Now Idaho National Laboratory has established the INL Resilience Optimization Center (IROC) as an innovation center for system resilience and risk management. The center draws from INL’s extensive track record as a world leader in critical infrastructure systems analysis and security, as well as its unique, large-scale test ranges.

“Our national defense, economic prosperity and quality of life have long depended on critical infrastructures such as energy, water, transportation and telecommunications,” said IROC director Ron Fisher. “The rapid proliferation of telecommunications and computer systems all connected to each other has created new dimensions of vulnerability and risk to every organization. INL has been focusing on this in unique ways for a long time, and the IROC is INL’s commitment to offer resilience solutions to the nation.”
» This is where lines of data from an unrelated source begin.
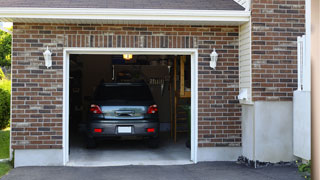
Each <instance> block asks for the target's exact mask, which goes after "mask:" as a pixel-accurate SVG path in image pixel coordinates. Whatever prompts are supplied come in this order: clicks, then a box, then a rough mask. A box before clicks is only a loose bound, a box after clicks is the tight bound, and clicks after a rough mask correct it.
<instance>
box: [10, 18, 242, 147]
mask: <svg viewBox="0 0 320 180" xmlns="http://www.w3.org/2000/svg"><path fill="white" fill-rule="evenodd" d="M47 46H49V47H50V49H51V50H52V52H53V66H52V68H50V69H46V67H45V66H44V59H43V55H42V53H43V52H44V50H45V49H46V47H47ZM64 47H106V48H107V47H135V48H142V47H145V48H198V49H199V59H198V63H199V71H198V72H199V146H200V147H208V146H240V144H241V127H240V124H241V122H240V118H239V117H240V116H241V112H240V107H239V104H238V101H237V100H236V96H237V95H238V27H227V26H226V27H219V26H210V27H209V26H164V25H146V26H144V25H85V24H83V25H80V24H79V25H75V24H24V23H14V30H13V54H12V147H13V148H14V149H34V148H42V149H51V148H52V149H59V148H62V135H63V134H62V133H63V130H62V105H63V101H62V97H63V74H62V73H63V48H64ZM214 47H215V48H216V49H217V50H218V53H219V54H220V55H219V56H220V57H219V62H218V67H217V70H215V71H213V70H211V69H210V68H209V60H210V57H209V54H210V53H211V52H212V49H213V48H214Z"/></svg>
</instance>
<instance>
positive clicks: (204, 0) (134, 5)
mask: <svg viewBox="0 0 320 180" xmlns="http://www.w3.org/2000/svg"><path fill="white" fill-rule="evenodd" d="M0 3H1V7H30V8H36V7H39V8H120V9H181V10H183V9H186V10H244V8H243V7H242V6H241V5H239V4H238V3H236V2H235V1H234V0H91V1H90V0H50V1H48V0H0Z"/></svg>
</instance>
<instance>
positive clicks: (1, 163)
mask: <svg viewBox="0 0 320 180" xmlns="http://www.w3.org/2000/svg"><path fill="white" fill-rule="evenodd" d="M10 169H12V166H11V164H10V162H0V178H1V177H2V176H4V175H6V174H7V173H8V172H9V171H10Z"/></svg>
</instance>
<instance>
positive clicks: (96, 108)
mask: <svg viewBox="0 0 320 180" xmlns="http://www.w3.org/2000/svg"><path fill="white" fill-rule="evenodd" d="M90 112H92V113H93V114H102V111H101V108H100V107H99V106H98V105H95V104H91V107H90Z"/></svg>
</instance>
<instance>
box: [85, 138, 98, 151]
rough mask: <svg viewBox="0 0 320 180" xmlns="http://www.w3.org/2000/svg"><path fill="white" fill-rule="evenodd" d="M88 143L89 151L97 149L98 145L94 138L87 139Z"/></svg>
mask: <svg viewBox="0 0 320 180" xmlns="http://www.w3.org/2000/svg"><path fill="white" fill-rule="evenodd" d="M86 141H87V142H86V143H87V148H88V149H93V148H96V147H97V143H96V141H95V139H94V138H90V137H87V139H86Z"/></svg>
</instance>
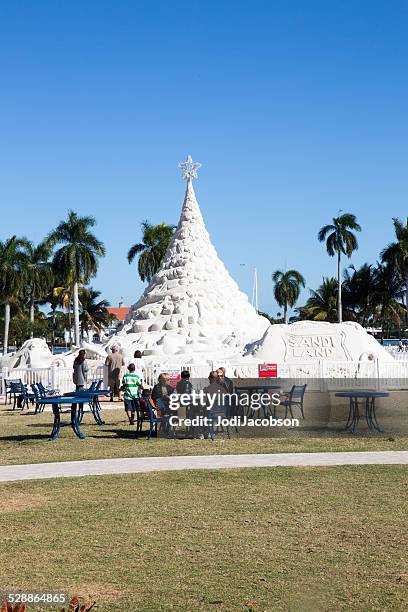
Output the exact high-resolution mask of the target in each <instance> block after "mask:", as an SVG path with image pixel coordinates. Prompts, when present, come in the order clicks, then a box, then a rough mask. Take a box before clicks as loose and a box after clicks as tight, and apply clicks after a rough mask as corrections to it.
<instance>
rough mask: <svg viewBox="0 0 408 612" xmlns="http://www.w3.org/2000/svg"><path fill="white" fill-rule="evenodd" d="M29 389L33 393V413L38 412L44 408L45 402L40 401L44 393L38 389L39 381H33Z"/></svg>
mask: <svg viewBox="0 0 408 612" xmlns="http://www.w3.org/2000/svg"><path fill="white" fill-rule="evenodd" d="M43 388H44V387H43ZM31 389H32V391H33V395H34V402H35V414H38V413H39V412H43V410H44V407H45V404H43V403H41V400H42V399H43V398H45V397H46V394H45V393H43V392H42V390H41V389H40V383H33V384H32V385H31Z"/></svg>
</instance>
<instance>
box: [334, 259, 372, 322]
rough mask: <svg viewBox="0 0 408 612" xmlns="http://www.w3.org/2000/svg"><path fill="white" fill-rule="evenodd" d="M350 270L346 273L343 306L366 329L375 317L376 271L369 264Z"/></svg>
mask: <svg viewBox="0 0 408 612" xmlns="http://www.w3.org/2000/svg"><path fill="white" fill-rule="evenodd" d="M349 270H350V271H349ZM349 270H345V271H344V280H343V291H342V293H343V304H344V306H345V308H346V310H349V311H350V312H353V313H354V315H355V318H356V320H357V321H358V322H359V323H361V325H363V327H364V326H366V325H367V323H368V321H369V320H370V319H371V318H372V315H373V310H374V305H373V299H374V291H375V289H376V270H375V268H374V267H373V266H372V265H371V264H367V263H365V264H363V265H362V266H361V268H359V269H356V268H355V267H354V266H350V268H349Z"/></svg>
The IROC can organize multidisciplinary teams and lab-wide lifeline-infrastructure capabilities that are scalable to any asset, system or network, regardless of function or geography. Its experts also can analyze the resilience impacts posed by cyber-physical relationships and infrastructure dependencies and interdependencies.

In short, the IROC is a highly collaborative center that employs tools and resources from across the federal government, along with commercially available resources. By leveraging existing expertise, tools, test infrastructures and other partner capabilities, the IROC can comprehensively analyze the state of stakeholder resilience and provide optimized solutions that will yield observable results.

Forming a plan to enhance the resilience of critical infrastructures requires owners/operators to determine the ability of the system to withstand specific threats and then return to normal operations following degradation. Thus, a resilience methodology requires comprehensive consideration of all parts of critical infrastructure systems—from threats to consequences. The methodology must generate reproducible results that can support decision-making in risk management, disaster response and business continuity.

With the ability to provide personal attention to individual challenges posed by resilience gaps, the IROC can optimize a broad range of solutions to fit distinctive situations for federal agencies and private companies.